A porre un freno al continuo tentativo di sminuire la materia ci ha pensato la Corte Costituzionale che, il giorno 24 ottobre, nella sentenza del caso Cappato, ha deciso di rinviare la trattazione della questione di costituzionalità dell’art. 580 cod. p., per permettere al Parlamento di intervenire con una appropriata disciplina. Con fatica e tempo l’organo legislativo italiano è riuscito ad esprimersi su un solo aspetto della vicenda, quello relativo al testamento biologico, che permette alle persone che ancora possiedono la capacità di intendere e di volere di sottoscrivere un documento che contenga le loro volontà in caso di malattie terminali. È stata la grande vittoria dei Radicali e dell’Associazione Luca Coscioni che da anni combatte affinché queste disposizioni vengano accolte. Al quadro vigente tuttora manca però un tassello decisivo: quello dell’eutanasia e del suicidio assistito. Quando si parla di interventi di questo tipo, si intendono sempre malattie molto gravi e degenerative per le quali non è medicalmente prevista una guarigione. Attualmente in Italia chi non è riuscito a sottoscrivere in tempi utili il bio-testamento, entrato in vigore un anno fa, è costretto a sottoporsi alle cure senza l’intervento e la possibilità di porne fine. Da qui ha origine l’interesse costituzionale di permettere, in certi limiti e soltanto in specifici casi, non di scappare dalla vita ma di evitare un calvario le cui sofferenze non condurranno mai ad una guarigione. Questo non significa affatto che tutte le persone che si trovano in questo stato devono necessariamente incorrere nell’eutanasia. La scelta spetta unicamente al soggetto. E tale libertà è garantita dallo Stato nella messa in atto di strutture (gli hospice) che ricevono soggetti di questo tipo e ai quali somministrano cure mirate come, ad esempio, quelle palliative e la cosiddetta terapia del dolore, che non hanno un potere curativo ma solo di alleviamento del dolore. È chiaro dunque che il sistema è privo di un tassello fondamentale, quello dell’eutanasia, che permetta ai pazienti di scegliere in piena libertà e di non essere costretti a sottoporsi a cure che non intendono ricevere.

L’errore comune che si fa, in questi casi, è legato alla volontà di voler attribuire un valore morale alla morte.
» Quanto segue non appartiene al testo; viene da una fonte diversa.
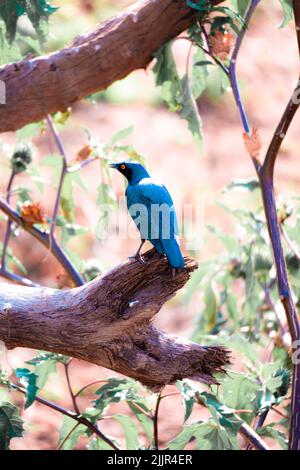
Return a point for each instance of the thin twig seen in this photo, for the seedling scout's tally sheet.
(155, 421)
(79, 418)
(23, 281)
(88, 385)
(73, 397)
(232, 68)
(9, 223)
(63, 173)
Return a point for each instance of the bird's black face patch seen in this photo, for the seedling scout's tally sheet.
(126, 171)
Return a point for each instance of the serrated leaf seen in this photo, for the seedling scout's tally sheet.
(114, 391)
(199, 73)
(272, 432)
(130, 431)
(221, 414)
(71, 437)
(145, 421)
(212, 436)
(240, 392)
(188, 391)
(180, 441)
(43, 370)
(232, 308)
(166, 76)
(95, 443)
(11, 425)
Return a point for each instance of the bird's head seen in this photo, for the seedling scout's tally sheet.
(133, 171)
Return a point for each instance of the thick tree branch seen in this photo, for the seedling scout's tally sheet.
(108, 322)
(43, 85)
(44, 238)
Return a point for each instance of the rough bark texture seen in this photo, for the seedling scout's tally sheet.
(127, 42)
(108, 322)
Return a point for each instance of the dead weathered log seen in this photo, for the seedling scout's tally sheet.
(39, 86)
(108, 322)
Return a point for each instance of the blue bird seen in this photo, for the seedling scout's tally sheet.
(151, 208)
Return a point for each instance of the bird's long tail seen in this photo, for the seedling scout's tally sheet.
(173, 252)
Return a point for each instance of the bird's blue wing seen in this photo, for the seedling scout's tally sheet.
(156, 218)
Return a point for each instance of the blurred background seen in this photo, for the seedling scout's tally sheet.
(267, 68)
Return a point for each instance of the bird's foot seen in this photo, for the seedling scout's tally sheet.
(138, 258)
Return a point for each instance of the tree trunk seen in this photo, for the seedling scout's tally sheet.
(108, 322)
(39, 86)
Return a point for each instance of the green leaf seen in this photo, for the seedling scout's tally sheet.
(212, 436)
(95, 443)
(116, 390)
(120, 135)
(29, 131)
(45, 364)
(288, 15)
(130, 431)
(180, 441)
(166, 76)
(145, 421)
(209, 436)
(28, 379)
(43, 370)
(177, 92)
(36, 10)
(222, 414)
(240, 392)
(243, 185)
(11, 425)
(105, 195)
(272, 432)
(189, 112)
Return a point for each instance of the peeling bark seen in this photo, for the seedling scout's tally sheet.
(108, 322)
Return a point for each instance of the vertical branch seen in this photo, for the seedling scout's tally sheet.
(61, 178)
(44, 238)
(73, 396)
(9, 223)
(265, 174)
(155, 420)
(232, 68)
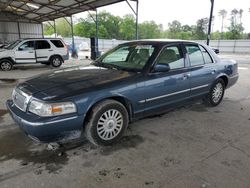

Ma ad essere al centro dell’impianto giuridico e normativo italiano non può e non deve esservi il giudizio ad un momento della vita. Deve invece esserci sempre la persona. La cui vita viene tutelata perché è attraverso di essa che si auto-determina e contribuisce al progresso della società. Ma le cui libertà e la possibilità di autodeterminarsi non può essere messa in discussione. La battaglia che in molti hanno intrapreso non è a favore della morte, è a favore della possibilità di scegliere. E questo è un aspetto che non intacca solo il sistema normativo, ma anche quello ospedaliero. Non si può parlare di rivoluzione medica solo quando si scoprono cure o si costruiscono strumenti all’avanguardia per le operazioni. C’è anche un sostrato culturale ed è quello su cui si basa il rapporto paziente – dottore. Quella del paziente è una posizione che è sempre stata considerata debole, e quindi da tutelare, e che ha di fatto permesso agli stessi di essere soggetti alle cure senza piena consapevolezza. È definito “consenso infomato” e nell’ordinamento italiano è giunto attraverso la ricezione della Convenzione di Oviedo e consente al paziente di ricevere tutte le informazioni di cui necessita sulla sua malattia e sulle possibili cure. È chiaro allora che la rivoluzione a cui si allude, e che è stata prodotta soprattutto dalle lotte a favore del fine vita, è quella che pone il paziente non più come soggetto debole, di passiva ricezione delle cure, ma consapevole della sua condizione. Il tema del fine vita ha perciò lanciato un messaggio chiaro e forte: un paziente, che sia un malato terminale o no, è e resta sempre un soggetto libero. La cui decisione e possibilità di autodeterminarsi vale più del giudizio altrui sulla morte.

Tratto dal bollettino informativo “Il giorno del giudizio“.